Meagan Michaelis, daughter of El Bolillo owner Kirk Michaelis, corroborated the new-found fame of the bakers. "It's true!" she laughed. "I'm in charge of the social media and I can't keep up with it. I do other stuff at the bakeries like payroll and cash registers and we're just swamped right now."
Fair enough. It has been a historically devastating natural disaster, after all. But Michaelis was kind enough to set the record straight about how bakers at not one, but two, El Bolillo locations (one in Houston proper and one in Pasadena) got busy making bread while they were trapped in their respective bakeries.
"My dad went to pick them up after two days, which is as soon as he could get there in his high jacked-up Jeep," Michaelis recounts. "When they all got to my dad's house, one of them said, 'My brother is at the Pasadena location with three other guys.' So they found their way over there after hours of trying and we got as much bread out as we could to people in the Jeep and bringing it to first responders."

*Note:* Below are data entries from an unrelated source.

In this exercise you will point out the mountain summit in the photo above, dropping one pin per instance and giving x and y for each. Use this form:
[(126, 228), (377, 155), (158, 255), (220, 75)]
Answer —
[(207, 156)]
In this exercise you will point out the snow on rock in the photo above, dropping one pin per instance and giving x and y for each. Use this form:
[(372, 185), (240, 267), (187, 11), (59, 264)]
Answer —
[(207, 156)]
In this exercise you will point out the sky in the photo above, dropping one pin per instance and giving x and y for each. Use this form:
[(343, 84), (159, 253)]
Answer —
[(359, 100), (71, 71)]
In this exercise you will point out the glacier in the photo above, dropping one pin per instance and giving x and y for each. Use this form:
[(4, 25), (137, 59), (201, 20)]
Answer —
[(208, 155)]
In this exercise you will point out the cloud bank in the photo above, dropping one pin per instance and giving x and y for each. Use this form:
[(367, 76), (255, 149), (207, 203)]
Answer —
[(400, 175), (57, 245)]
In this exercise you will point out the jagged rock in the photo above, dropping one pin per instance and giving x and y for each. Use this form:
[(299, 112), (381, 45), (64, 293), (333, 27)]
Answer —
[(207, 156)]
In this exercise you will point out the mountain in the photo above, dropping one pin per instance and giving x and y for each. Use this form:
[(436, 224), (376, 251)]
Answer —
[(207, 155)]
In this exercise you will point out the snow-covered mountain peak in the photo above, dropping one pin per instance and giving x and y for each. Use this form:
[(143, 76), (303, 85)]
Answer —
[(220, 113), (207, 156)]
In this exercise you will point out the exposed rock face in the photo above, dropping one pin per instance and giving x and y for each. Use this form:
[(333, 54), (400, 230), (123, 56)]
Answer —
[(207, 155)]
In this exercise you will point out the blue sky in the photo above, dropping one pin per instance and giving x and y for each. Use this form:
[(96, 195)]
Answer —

Michaelis says she's proud of the bakers and that they are physically fine, though some of them, like many Houstonians, have endured significant property damage.
"All I can say is that the bakers are incredible people and we're just here like everybody else in Houston. We're just trying to do what we can and what we know how to do and trying to help out the community. The bakers are incredible people, their families are OK. We have a GoFundMe account because we have a lot of employees who lost their cars and apartments but apart from that they're OK. They're still here working and we're just trying to make as much bread as we can and help out."
But helping out means less media and more baking.
"We have media and cameras all over the place, from all over the world: Argentina, Mexico, South America, Africa, England. People are calling from everywhere," says Michaelis. "We appreciate y'all spreading the positivity and all, but nobody can talk right now."